Dramatic evidence, however, now proves that people subjected to false memories and persuasive interrogation tactics by those with authority, can actually recall — with vivid details — incorrect events and, in turn, convince themselves they committed a crime.
A research study at UBC’s Okanagan campus in 2013 and recently published in the journal Psychological Science, involved 60 students who were interviewed three different times as part of then PhD student Julia Shaw’s dissertation. Shaw was working with Prof. Stephen Porter, who teaches forensic psychology with the Irving K. Barber School of Arts and Sciences.
The results were shocking, says Porter.
“The implications from our research are huge,” he says. “We mimicked police tactics and our research proved fairly decisively that police interview tactics can lead people to misremember in very dramatic ways.”

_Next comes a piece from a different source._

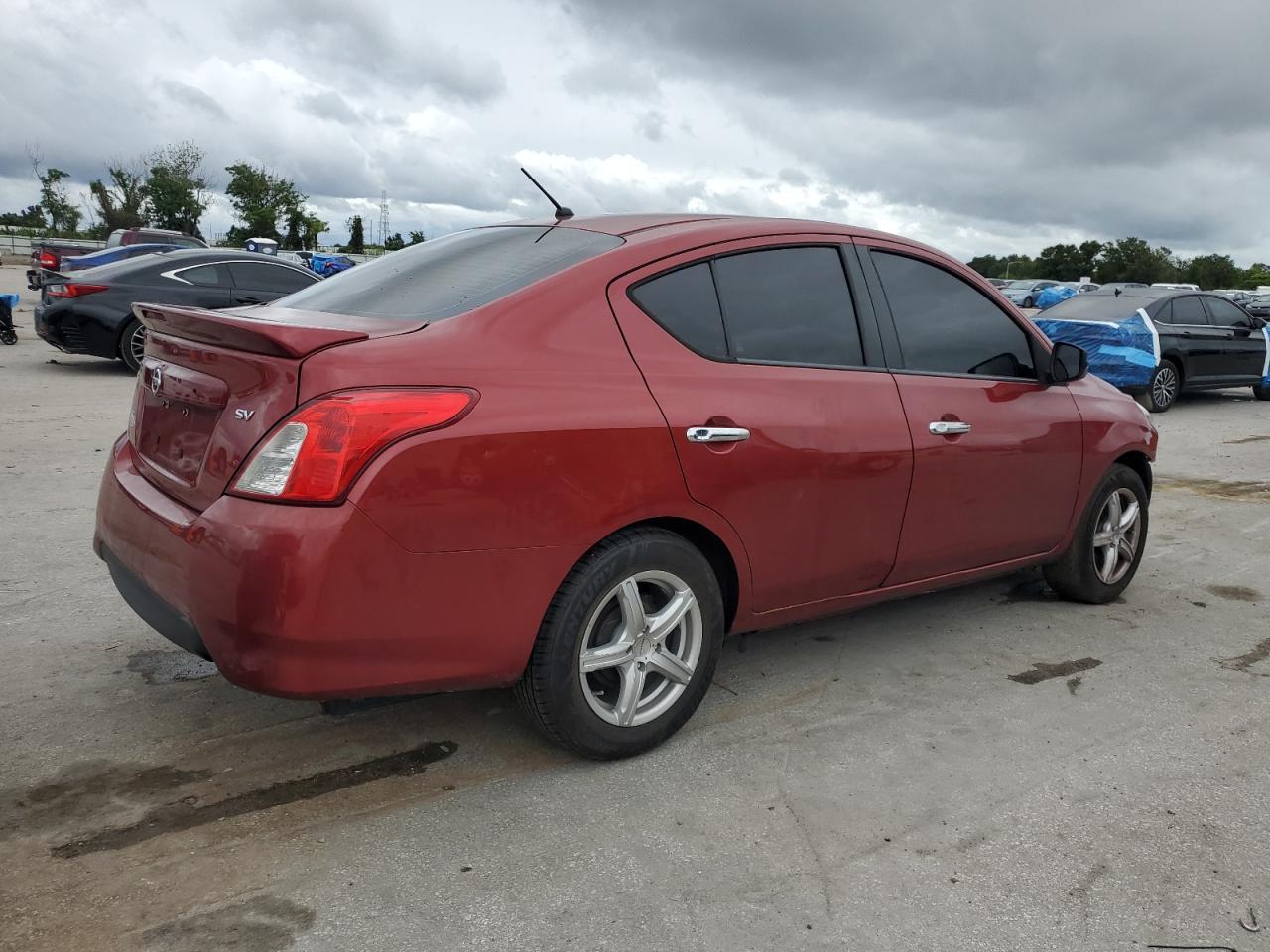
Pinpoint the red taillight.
[49,281,109,298]
[230,387,476,503]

Student participants were given two different memories — a true memory that was provided by their parents — and one that was totally false. During the first interview session, both memories were revealed to the students and the researchers intertwined each memory with personal information, like a pet’s name, best friend, names of a school, or other ‘real’ memories.

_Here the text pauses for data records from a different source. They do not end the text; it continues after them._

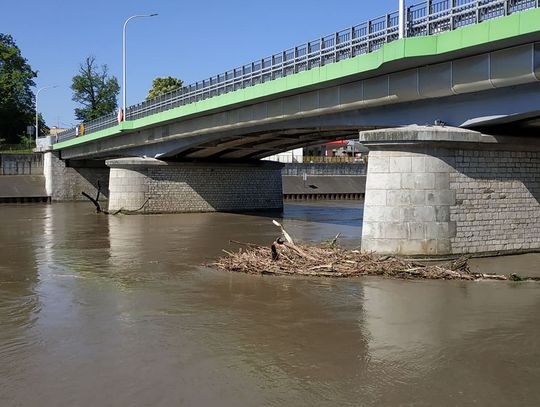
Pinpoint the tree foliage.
[0,33,37,144]
[146,76,183,100]
[71,56,120,122]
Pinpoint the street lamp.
[122,13,157,121]
[398,0,405,39]
[36,85,58,147]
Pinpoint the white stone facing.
[107,158,283,213]
[361,127,540,256]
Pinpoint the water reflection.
[0,202,540,406]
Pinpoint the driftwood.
[210,222,538,281]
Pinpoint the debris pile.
[211,221,536,281]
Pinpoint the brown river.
[0,202,540,407]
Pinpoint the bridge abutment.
[360,126,540,256]
[106,157,283,213]
[43,151,109,201]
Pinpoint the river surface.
[0,202,540,407]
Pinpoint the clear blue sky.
[0,0,398,127]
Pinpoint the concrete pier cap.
[360,125,540,257]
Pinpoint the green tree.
[146,76,183,100]
[0,33,37,144]
[71,56,120,122]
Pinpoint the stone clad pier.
[360,126,540,256]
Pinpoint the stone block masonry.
[107,158,283,213]
[449,150,540,253]
[361,126,540,256]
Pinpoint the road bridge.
[44,0,540,255]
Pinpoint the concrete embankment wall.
[0,154,50,203]
[0,154,43,175]
[107,158,283,213]
[282,163,366,199]
[44,152,109,201]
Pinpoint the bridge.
[44,0,540,255]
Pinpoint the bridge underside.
[61,82,540,160]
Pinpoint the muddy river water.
[0,202,540,407]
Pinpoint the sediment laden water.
[0,202,540,406]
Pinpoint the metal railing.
[58,0,540,142]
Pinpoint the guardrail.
[58,0,540,142]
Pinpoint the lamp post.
[122,13,157,121]
[36,85,58,147]
[399,0,405,39]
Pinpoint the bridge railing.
[58,0,540,142]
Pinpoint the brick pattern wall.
[109,164,283,213]
[450,150,540,253]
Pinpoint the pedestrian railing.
[58,0,540,142]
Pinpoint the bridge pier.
[106,157,283,213]
[360,126,540,256]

For some participants, the false memory was a criminal or violent activity. But others were given an innocuous memory of an everyday event. During the following two interview sessions, participants were asked to remember the two events. The interviewers used persuasive tactics commonly seen in Canadian police interrogations.
Porter says more than 70 per cent of the students who had been given a fake crime memory thought it had actually happened.

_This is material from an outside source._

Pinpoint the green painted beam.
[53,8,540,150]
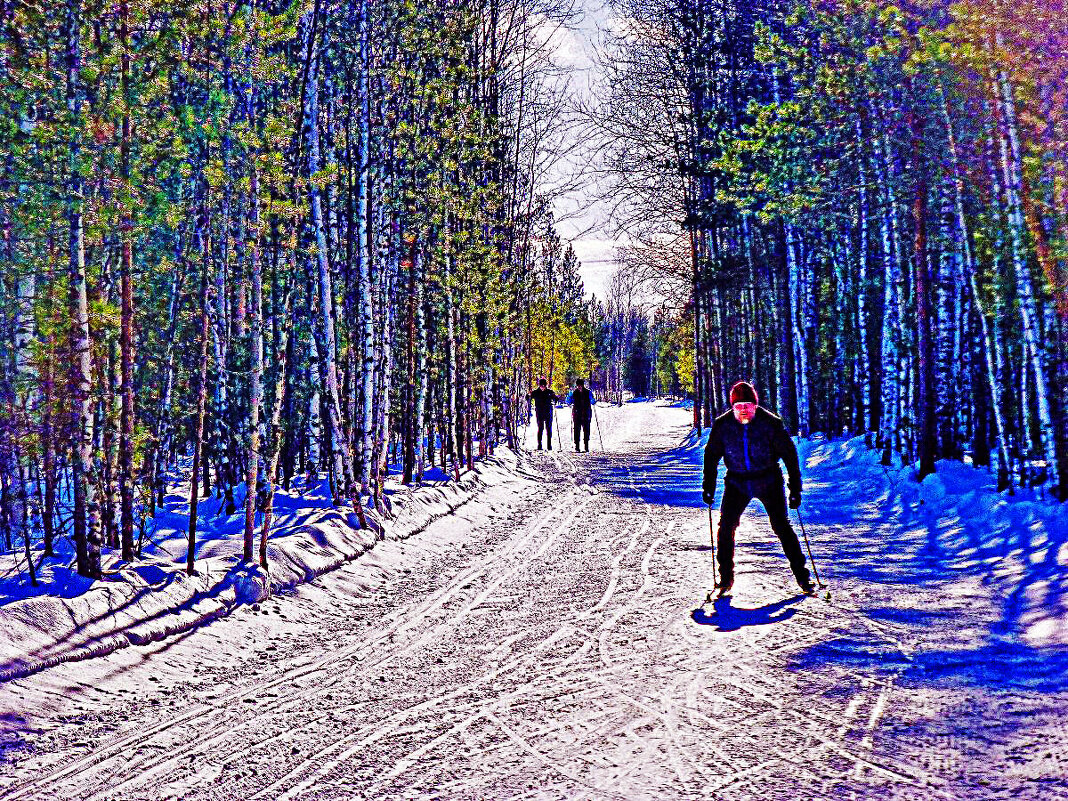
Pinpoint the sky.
[538,0,623,299]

“We ended the study prematurely because the effects were so powerful and it was unnecessary to continue the manipulation on further participants,” says Porter.
Porter has spent much of his academic career researching manipulative liars and he works closely with police and the justice system studying body language to determine if people are lying. This new research now turns the tables, indicating that suggestive investigative techniques by the police, may lead people to confess to crimes they did not commit.
According to Porter, there have been some cases in Canada where judges have criticized the way police have conducted interviews, saying they were too coercive or suggestive.
Porter points to a 1996 murder of a 14-year-old girl in Regina. Three of her friends were interrogated independently. After many hours, one confessed to beating the victim to death, one eventually said he stabbed her, and the third said he blacked out, had no memory of the crime, but confessed anyway. The three were arrested and charged, even though police knew the victim had been strangled. DNA evidence later exonerated all three.
“I think we really have to start looking at the techniques being used by police interrogators,” says Porter, noting it seems acceptable to society for police to tell lies, befriend the suspect, and create a sense of guilt, and maybe implant false memories during the interview process. “Our research proved pretty quickly that most of us, given the pressure and provided with memories, whether they are true or not, would confess to a crime of which we were innocent.”
This research paper, titled Creating Rich False Memories of Committing Crime, was conducted through UBC Okanagan’s Centre for the Advancement of Psychological Science and Law. A summary of the work will be published by the prestigious Trends in Cognitive Science journal next month.